Oysa hakikat zamana ve zemine göre değişmez; erdemliler, çoğunluğun sesine göre yönünü tayin etmez. Doğru olan tavır; zulüm kimden geliyorsa zalimin karşısında durmak, zulme uğrayan kim olursa olsun mazlumun yanında durmayı gerektirir. İnsan, zamanın öfkesine değil vicdanının sesine kulak verdiğinde gerçek anlamda duruş sahibi olabilir.

Ne var ki bilgi, insanın yüreğini arındırması gerekirken, bazılarının benliğini şişirip onların bir kibir abidesine dönüşmesine vesile oluyor. Zenginlik, insana değer katması gerekirken görgüsüzlükle kabalaştırıyor. Makam ise bir emanet olduğu unutulduğunda sahibini ağırlaştırmak yerine şımartıp zalim kılıyor. Hikmetin yerini gösteriş, tevazunun yerini kibir aldığında insanın iç terazisi bozuluyor. Terazisi bozulanın da hükmü bozuk, sözü eksik, ahlakı da zayıftır.

Hâlbuki insanın asıl yükselişi, sahip olduklarında değil sahip olduklarından soyunabildiği anlarda gizlidir. Bilgiyi taşıyan, zenginliği yöneten, makamı hakkıyla terbiye edebilen kişi; dışındaki değil içindeki ağırlığı omuzlayabilendir. Çünkü gerçek kudret, başkalarına hükmetmekte değil kendi nefsine söz geçirebilmektedir.
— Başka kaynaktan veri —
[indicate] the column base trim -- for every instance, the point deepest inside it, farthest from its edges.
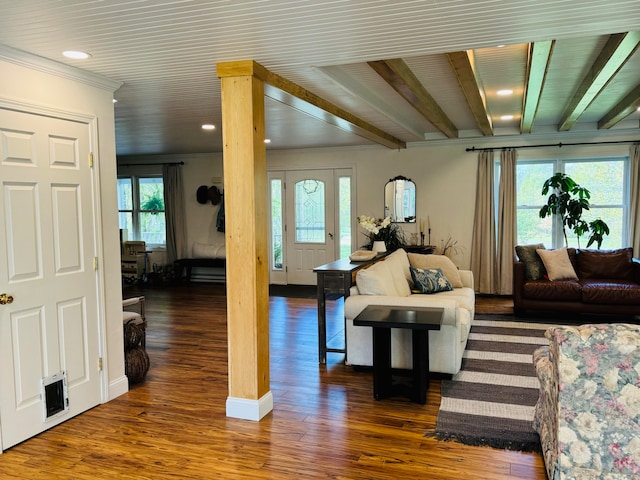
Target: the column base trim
(249, 409)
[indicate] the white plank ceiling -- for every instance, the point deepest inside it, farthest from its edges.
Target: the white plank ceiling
(165, 52)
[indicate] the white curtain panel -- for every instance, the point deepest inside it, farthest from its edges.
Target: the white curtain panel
(634, 200)
(483, 243)
(174, 213)
(506, 221)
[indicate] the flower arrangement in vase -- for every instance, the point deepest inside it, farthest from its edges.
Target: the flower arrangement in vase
(381, 230)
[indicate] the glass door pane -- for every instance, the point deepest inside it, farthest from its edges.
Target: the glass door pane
(309, 211)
Bugün ihtiyaç duyduğumuz şey; gürültülü kalabalıkların peşine takılan sürü ruhu değil kendi iç âleminde kök salmış, zamanı değil hakikati esas alan bir irfan duruşudur. Hakikatin ışığıyla aydınlanmamış bir zihin bilgiyi ne yapsın? Tevazuyla yoğrulmamış bir yürek zenginliği nasıl taşısın? Ahlakın terbiyesinden geçmemiş bir irade makama nasıl lâyık olsun?

Duruş, tam da burada anlam kazanır: İnsanın içindeki doğruyu dış dünyanın karmaşasına rağmen muhafaza edebilmesinde… Rüzgârın değil vicdanın yön verdiği bir sadakatle ayakta kalabilmesinde… Zamanın ruhuna değil hakikatin ruhuna teslim olabilmesinde…

Çünkü duruş; insanın hakikate sığındığı son limandır ve o limanı kaybeden, fırtına dindiğinde bile kendini bulamaz.

Vicdanınıza bir sorun: Siz, istikametini bozmadan yürüyenlerden misiniz; yoksa yönünü esen rüzgârlara teslim edenlerden mi?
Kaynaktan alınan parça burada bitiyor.